OLTP and BI on the Same DB2 for z/OS System (Part 1)
I recently had the opportunity to work on an interesting challenge, involving the use of one DB2 system for both an online transaction processing (OLTP) and a business intelligence (BI) workload. Now, the system in question happened to be a DB2 data sharing group running on a parallel sysplex, and that opens up some interesting possibilities, but before getting to that I'd like to deal with the overall issue: can you successfully support OLTP and BI applications using the same mainframe DB2 system?

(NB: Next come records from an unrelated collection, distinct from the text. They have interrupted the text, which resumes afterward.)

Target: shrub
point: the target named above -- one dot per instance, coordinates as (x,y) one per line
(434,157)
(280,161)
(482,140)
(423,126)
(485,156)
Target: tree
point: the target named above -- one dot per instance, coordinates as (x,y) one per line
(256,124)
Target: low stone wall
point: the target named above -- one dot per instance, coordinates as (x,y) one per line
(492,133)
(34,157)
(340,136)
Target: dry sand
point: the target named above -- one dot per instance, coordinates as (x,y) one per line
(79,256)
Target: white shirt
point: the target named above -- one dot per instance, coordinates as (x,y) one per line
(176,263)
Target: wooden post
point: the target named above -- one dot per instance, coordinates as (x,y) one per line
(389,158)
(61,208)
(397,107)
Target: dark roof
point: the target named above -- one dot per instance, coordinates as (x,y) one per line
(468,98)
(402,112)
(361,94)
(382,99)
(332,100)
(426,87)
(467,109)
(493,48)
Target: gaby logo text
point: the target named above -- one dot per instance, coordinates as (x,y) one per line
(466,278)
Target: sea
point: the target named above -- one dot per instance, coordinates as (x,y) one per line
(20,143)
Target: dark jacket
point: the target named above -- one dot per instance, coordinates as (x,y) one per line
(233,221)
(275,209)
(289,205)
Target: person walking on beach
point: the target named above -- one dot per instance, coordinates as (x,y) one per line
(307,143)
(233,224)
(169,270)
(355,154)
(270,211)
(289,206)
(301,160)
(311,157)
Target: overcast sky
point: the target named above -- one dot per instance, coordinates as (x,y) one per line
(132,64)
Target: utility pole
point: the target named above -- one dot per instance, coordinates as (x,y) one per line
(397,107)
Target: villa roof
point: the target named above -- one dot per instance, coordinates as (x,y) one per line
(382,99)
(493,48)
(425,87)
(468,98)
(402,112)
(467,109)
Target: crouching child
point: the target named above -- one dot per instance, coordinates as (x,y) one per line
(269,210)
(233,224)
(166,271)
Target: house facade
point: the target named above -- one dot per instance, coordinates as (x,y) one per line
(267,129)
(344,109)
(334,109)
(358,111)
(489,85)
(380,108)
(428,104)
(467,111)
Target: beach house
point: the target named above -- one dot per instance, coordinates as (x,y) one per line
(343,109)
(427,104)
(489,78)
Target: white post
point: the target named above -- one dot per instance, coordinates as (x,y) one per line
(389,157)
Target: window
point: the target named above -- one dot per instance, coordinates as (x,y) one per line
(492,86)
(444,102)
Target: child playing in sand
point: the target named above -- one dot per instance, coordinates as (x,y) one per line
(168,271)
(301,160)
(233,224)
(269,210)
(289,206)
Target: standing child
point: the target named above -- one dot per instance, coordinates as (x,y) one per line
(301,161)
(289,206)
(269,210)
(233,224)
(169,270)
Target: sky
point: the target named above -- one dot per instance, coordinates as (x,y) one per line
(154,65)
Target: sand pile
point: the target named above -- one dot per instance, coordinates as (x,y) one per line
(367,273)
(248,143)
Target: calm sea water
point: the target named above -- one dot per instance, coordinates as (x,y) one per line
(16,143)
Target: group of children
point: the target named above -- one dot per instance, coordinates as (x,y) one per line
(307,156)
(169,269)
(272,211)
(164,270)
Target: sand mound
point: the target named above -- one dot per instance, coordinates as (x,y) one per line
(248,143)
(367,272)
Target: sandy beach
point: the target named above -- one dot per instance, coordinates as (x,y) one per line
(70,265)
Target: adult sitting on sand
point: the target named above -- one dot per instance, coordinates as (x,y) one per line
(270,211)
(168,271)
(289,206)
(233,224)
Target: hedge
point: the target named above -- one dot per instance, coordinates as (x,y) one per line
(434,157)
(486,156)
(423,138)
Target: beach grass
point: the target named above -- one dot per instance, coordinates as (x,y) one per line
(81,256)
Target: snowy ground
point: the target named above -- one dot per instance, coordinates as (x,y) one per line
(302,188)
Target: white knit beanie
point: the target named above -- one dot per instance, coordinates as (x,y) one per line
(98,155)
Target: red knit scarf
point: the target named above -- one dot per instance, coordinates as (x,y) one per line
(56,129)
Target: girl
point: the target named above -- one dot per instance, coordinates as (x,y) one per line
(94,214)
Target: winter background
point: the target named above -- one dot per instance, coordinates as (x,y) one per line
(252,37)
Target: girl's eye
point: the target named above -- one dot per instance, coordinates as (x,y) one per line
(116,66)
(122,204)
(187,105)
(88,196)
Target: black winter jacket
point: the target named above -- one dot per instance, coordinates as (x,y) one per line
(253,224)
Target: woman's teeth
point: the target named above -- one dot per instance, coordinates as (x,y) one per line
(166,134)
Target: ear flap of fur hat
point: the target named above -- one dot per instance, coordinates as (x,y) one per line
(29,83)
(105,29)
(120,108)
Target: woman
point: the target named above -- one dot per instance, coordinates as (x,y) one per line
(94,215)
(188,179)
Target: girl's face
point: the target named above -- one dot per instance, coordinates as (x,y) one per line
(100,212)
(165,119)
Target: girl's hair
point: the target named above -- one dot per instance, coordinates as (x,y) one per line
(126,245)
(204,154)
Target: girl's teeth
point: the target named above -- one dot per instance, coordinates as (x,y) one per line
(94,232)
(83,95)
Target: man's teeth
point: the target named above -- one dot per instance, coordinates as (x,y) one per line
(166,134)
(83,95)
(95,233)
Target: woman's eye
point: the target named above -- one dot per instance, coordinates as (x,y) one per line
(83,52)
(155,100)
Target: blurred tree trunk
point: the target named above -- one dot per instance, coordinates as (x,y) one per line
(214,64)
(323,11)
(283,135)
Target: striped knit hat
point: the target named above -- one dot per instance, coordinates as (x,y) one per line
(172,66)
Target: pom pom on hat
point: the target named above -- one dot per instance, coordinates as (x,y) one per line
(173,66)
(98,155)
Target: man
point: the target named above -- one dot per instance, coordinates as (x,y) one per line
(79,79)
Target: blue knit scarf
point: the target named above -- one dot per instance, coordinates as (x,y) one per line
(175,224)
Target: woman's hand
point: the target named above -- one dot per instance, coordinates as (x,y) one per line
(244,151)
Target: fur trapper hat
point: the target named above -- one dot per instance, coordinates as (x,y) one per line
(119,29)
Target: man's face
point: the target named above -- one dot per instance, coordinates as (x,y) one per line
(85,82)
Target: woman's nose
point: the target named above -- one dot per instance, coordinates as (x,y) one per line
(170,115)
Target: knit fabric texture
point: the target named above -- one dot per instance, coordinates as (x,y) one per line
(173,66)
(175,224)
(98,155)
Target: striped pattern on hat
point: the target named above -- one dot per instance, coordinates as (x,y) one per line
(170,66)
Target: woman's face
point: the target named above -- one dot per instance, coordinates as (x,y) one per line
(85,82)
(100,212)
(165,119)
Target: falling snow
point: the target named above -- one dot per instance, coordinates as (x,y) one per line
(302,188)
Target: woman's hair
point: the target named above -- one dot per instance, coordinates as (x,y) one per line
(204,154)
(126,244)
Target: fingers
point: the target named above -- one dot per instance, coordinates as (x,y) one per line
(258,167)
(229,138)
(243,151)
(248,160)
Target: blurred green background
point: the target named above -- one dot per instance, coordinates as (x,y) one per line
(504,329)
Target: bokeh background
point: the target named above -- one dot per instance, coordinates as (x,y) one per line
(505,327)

Some people would be pretty quick to answer that question with a negative, and the chief concern of those folks might be the unfavorable impact of BI queries on the performance of online transactions. Is that a valid concern? It certainly can be, depending on the extent to which one can or cannot eliminate areas of contention between the two workloads. Put another way, if OLTP- and BI-related SQL statements can execute without interfering with one another, use of one DB2 system for both workloads is a viable option. In this post, I'm going to briefly describe some sources of single-system OLTP and BI workload contention, and ways in which such contention can be either eliminated or at least largely mitigated. In a Part 2 entry that will follow in a few days, I'll zero in on the challenge of managing query parallelization in a single OLTP- and BI-supporting DB2 environment. On now to potential sources of OLTP-BI interference:
The disk subsystem. This, of course, has very much to do with whether or not OLTP- and BI-related SQL statements are targeting the same DB2 tables. You might be thinking, "Well of course they wouldn't - you'd have one set of tables for OLTP programs and another set for the query and reporting applications." I'll agree that this is the PREFERRED scenario versus having OLTP and BI users access the same tables. I'd certainly want to place the OLTP database objects and the BI objects on two different sets of disk volumes. That said, some mainframe DB2 shops do, in fact, use the same tables for OLTP and for query/reporting. It's not that they're crazy. They may have had to give query and reporting capabilities to a group of users in a quick and inexpensive way, and allowing online access to the OLTP tables might have been seen as the best near-term alternative. Working in these folks' favor is the fact that disk-level contention, while definitely not a non-issue, is not as severe a performance concern as it was back in the 1990s, before people had gigabytes of cache memory on their disk control units and before DB2 and System z had 64-bit addressing (buffer pools can be MUCH larger in DB2 V8 and V9 subsystems versus prior releases). More DB2 buffer pool and storage controller cache hits mean fewer accesses to spinning disk, and that means less contention. Still, if you use the same tables for OLTP and BI, keep an eye (via your DB2 monitor) on wait time per DB2 synchronous read I/O. I like to see a figure that's below 10 milliseconds.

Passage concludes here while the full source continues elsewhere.